Military veterans were recognized for their service by Rep. Trent Kelly and U.S. Sen. Roger Wicker, R-Miss., at Veterans Day programs in northeast Mississippi on Monday.

Kelly addressed seventh and eighth grade students at Guntown Middle School during a Veterans Day program on Monday morning that began with a moment of silence as band director Robin Hill played “Taps.”

Kelly has spent 33 years in the Mississippi Army National Guard as a combat engineer and currently serves as a brigadier general.

He recognized veterans from World War II, the Korean War, the Vietnam War, and those who served in recent and ongoing wars like the Gulf War, Iraq War and the war in Afghanistan.

He also acknowledged “the ones who really paid the price” – those who had an immediate family member who served in one of those wars.

“We can’t do it without them and I don’t think you’ll find a veteran out there who will tell you that they can do it without the family support and people at home who do so much for them,” Kelly said.

Kelly recalled attending Neshoba Baptist Church as a small child with his grandfather and seeing veterans there who inspired him to serve.

“Some of them walked with canes and some of them had limps, but when they asked them on that morning on Veterans Day or Memorial Day, ‘If you served this nation, will you stand?’ they would stand so tall,” Kelly said. “And you’d see how proud they were to have served just that little bit of time for this great nation.”

Students also had a hand in the program. The choir performed a medley of patriotic songs and the eighth grade band performed “Marches of the Armed Forces,” as veterans in the audience stood up to be applauded when their march was played.

“They’ve given so much in their life that they can’t give back,” Kelly said. “In addition to the ones who gave their lives, these gave things – they gave up anniversaries, seeing parents die, seeing babies born, job opportunities, on and on and on.”

Clyde Neaves, a 98-year-old World War II veteran who served in the South Pacific for three years as a small arms weapon mechanic, was the only WWII veteran in attendance.

“People ask me what’d I do and I say, ‘I fixed ‘em, they’d shoot ‘em,’” Neaves said of his service.

He believes having Veterans Day programs at local schools is a great thing and that “there will be a segment of (students) that remember and let it affect their lives.”
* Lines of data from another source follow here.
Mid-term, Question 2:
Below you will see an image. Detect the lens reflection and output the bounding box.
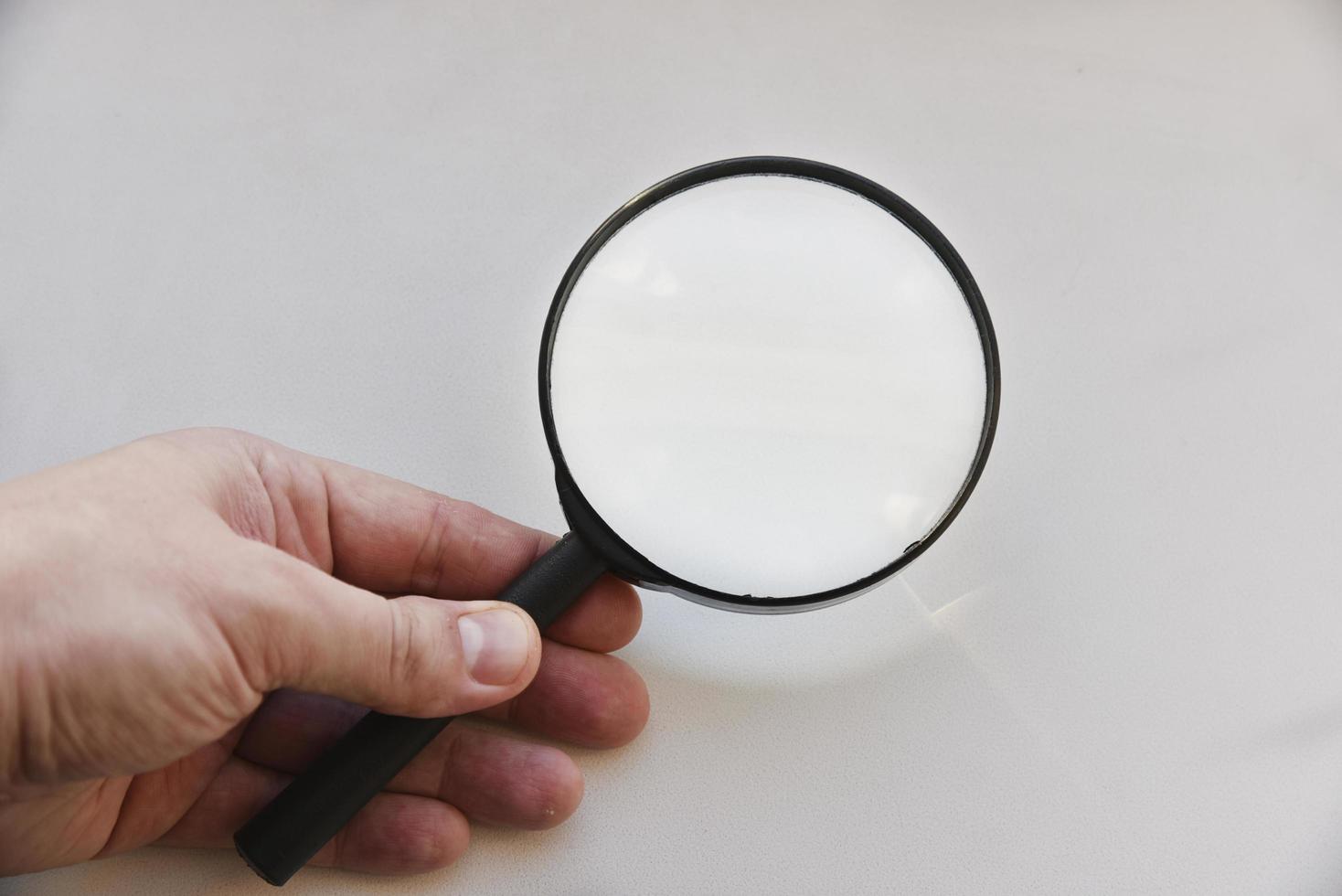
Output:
[550,175,986,597]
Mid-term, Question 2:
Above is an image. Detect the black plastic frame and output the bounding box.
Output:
[539,155,1001,613]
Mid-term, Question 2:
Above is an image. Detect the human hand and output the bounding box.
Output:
[0,429,648,873]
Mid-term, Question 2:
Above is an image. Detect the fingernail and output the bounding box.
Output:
[456,611,531,684]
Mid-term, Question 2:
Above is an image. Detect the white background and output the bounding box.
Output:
[0,0,1342,895]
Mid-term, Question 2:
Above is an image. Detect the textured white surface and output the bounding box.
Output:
[0,0,1342,895]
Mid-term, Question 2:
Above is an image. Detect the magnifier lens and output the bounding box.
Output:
[550,175,987,598]
[233,157,997,884]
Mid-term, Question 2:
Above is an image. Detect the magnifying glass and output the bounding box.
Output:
[233,157,1001,884]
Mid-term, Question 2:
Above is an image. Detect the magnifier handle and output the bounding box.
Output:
[233,532,607,887]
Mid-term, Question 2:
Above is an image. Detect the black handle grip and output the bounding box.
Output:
[233,532,607,887]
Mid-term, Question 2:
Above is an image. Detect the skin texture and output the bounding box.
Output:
[0,429,648,873]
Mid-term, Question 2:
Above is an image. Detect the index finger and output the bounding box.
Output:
[313,457,643,651]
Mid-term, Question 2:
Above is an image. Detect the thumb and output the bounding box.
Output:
[235,546,541,718]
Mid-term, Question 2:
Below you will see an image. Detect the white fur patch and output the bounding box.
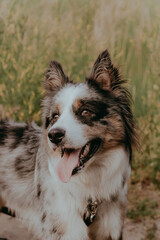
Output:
[50,84,87,148]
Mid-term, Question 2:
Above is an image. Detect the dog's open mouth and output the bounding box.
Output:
[57,138,101,182]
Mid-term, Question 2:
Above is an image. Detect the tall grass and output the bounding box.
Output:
[0,0,160,185]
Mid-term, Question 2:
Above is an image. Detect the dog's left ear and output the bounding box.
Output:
[87,50,119,90]
[44,61,69,92]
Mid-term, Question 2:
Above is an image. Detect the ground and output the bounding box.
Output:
[0,184,160,240]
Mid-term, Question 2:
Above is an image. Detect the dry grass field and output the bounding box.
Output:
[0,0,160,240]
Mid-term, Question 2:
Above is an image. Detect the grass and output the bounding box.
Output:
[127,198,157,221]
[0,0,160,219]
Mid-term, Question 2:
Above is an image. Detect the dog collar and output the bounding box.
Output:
[83,199,101,226]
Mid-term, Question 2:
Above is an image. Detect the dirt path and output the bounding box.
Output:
[0,213,160,240]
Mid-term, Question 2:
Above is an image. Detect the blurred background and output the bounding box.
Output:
[0,0,160,240]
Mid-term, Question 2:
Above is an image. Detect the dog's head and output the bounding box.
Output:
[43,50,136,182]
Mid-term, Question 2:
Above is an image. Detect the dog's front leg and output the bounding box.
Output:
[60,217,91,240]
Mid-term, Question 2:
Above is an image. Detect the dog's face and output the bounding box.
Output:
[43,51,134,182]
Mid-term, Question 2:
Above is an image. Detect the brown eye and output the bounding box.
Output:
[81,109,95,117]
[52,113,59,121]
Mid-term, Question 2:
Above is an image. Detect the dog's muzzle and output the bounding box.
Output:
[48,128,65,145]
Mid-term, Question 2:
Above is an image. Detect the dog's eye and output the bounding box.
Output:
[81,109,95,117]
[52,113,59,121]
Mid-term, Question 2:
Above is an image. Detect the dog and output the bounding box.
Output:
[0,50,138,240]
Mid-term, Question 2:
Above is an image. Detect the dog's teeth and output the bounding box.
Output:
[81,143,90,158]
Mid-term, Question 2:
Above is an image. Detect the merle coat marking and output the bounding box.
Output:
[0,50,137,240]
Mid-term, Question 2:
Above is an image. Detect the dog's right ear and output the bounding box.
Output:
[44,61,69,92]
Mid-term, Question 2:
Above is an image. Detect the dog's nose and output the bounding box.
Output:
[48,128,65,144]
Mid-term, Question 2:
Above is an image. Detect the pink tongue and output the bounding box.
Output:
[57,149,81,183]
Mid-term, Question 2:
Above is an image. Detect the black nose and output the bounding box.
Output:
[48,128,65,144]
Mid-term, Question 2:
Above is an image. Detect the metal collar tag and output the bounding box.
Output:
[83,200,98,226]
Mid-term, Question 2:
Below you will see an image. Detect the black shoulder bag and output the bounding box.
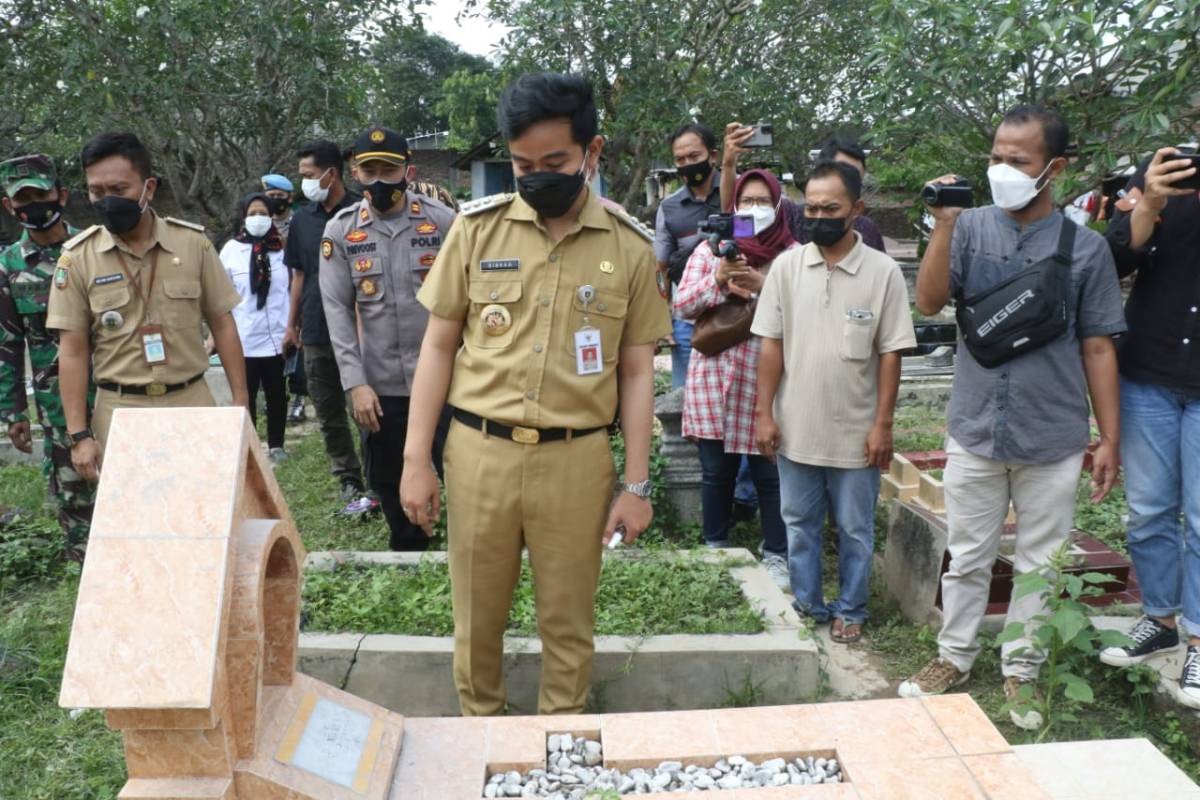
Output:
[955,217,1075,368]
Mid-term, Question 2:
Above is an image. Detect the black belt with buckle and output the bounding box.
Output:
[96,372,204,397]
[454,408,607,445]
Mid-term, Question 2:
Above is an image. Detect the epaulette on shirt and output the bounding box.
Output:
[163,217,204,234]
[458,192,516,217]
[604,204,654,241]
[62,225,101,249]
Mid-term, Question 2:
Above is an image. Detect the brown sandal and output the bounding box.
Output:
[829,619,863,644]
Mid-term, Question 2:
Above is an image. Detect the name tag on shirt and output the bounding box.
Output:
[575,327,604,375]
[479,258,521,272]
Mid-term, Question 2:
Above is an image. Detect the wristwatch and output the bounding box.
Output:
[620,479,654,500]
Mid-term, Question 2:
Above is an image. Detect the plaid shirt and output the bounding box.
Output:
[674,242,792,456]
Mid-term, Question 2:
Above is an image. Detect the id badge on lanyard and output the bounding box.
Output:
[116,249,167,367]
[575,284,604,375]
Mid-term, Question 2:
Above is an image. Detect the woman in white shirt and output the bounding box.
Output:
[221,192,290,463]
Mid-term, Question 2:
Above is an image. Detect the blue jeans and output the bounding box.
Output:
[776,456,880,624]
[1121,378,1200,636]
[697,439,787,557]
[671,319,695,389]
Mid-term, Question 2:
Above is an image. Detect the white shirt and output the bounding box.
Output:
[221,239,290,359]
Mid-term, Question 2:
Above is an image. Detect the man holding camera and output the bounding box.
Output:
[1100,148,1200,709]
[654,122,721,389]
[900,106,1126,729]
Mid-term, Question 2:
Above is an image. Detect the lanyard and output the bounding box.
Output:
[116,247,158,323]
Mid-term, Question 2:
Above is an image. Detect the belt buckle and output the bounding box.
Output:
[512,427,541,445]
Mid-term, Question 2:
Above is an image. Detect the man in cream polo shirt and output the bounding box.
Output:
[751,162,917,643]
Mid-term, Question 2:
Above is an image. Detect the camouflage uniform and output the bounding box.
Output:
[0,155,95,555]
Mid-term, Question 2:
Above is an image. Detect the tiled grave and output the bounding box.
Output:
[392,694,1051,800]
[880,451,1141,622]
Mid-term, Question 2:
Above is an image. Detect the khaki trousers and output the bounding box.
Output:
[91,378,216,447]
[445,421,614,716]
[937,439,1084,679]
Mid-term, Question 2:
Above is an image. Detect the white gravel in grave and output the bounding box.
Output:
[484,733,841,800]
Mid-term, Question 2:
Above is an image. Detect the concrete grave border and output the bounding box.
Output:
[299,548,821,716]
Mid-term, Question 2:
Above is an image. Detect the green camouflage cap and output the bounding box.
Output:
[0,154,59,197]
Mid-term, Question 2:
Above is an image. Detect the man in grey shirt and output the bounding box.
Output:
[900,106,1126,729]
[319,127,455,551]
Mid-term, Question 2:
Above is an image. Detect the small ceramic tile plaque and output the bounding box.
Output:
[276,693,383,793]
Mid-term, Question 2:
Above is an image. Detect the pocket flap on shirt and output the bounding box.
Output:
[88,287,130,313]
[162,281,200,300]
[467,281,522,303]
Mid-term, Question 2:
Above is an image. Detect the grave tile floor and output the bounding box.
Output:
[391,694,1051,800]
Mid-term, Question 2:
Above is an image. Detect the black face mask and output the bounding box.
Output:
[804,217,850,247]
[91,184,146,236]
[12,200,62,230]
[517,162,586,219]
[362,179,408,211]
[676,161,713,186]
[266,197,288,217]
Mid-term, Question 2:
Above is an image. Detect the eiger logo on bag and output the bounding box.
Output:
[979,289,1034,336]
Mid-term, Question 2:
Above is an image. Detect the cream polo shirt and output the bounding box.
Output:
[751,231,917,469]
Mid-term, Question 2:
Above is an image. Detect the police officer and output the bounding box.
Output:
[401,73,671,715]
[0,155,95,559]
[319,127,455,551]
[46,133,246,480]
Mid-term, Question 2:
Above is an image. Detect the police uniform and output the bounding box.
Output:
[319,127,455,551]
[418,193,671,715]
[0,155,96,557]
[46,211,241,445]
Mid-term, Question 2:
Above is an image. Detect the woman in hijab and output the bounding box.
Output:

Wicker spoke during a Veterans Day ceremony at West Union Attendance Center.

Wicker, who is an Air Force veteran, heard children sing patriotic songs and said, “I’m so impressed.”

“I want to take this patriotism from Union County and bottle it up and take it to Washington, D.C.,” Wicker said.

Dozens of veterans also attended the Veterans Day ceremony at the school. As the veterans entered the gym, the song “I’m Proud To Be An American” played as students waved flags.

Without veterans “we wouldn’t have a country; we wouldn’t be saluting this flag today,” Wicker said.

He noted that last week there was an election in Mississippi and said veterans deserve thanks for protecting citizens’ rights to vote.

“If you are thankful that we have a right to vote ... then thank one of these veterans for that right,” he said.

Wicker also thanked veteran groups, saying they help make good bipartisan policy. While there is a lot of disagreement in Washington, D.C., there have also been 57 veteran-related bills signed into law in the past two and a half years, he said.

At Verona Elementary School’s Veterans Day program on Monday afternoon, a local veteran gave back to the school while he and other veterans in attendance were honored by students who sang songs and gave short speeches on the significance of the holiday.

Albert Mitchell, who served two tours of duty in Vietnam, one in the Gulf War and one in Iraq, presented a check for $425 to the school on behalf of St. Joseph Masonic Lodge No. 131 and the city of Verona.

The lodge normally gives away school supplies each year at its annual Labor Day parade, but found that they weren’t able to reach as many kids as they hoped to.

The money will go toward covering the cost of field trips and school supplies for children who can’t afford it and updating playground equipment, Mitchell said.

“We want to support our youth in Verona and this is one way,” Mitchell said. “We’ve got a nucleus right here, so this is what we’re going to focus on the next few years.”

Josh Mitchell of the New Albany Gazette contributed to this story.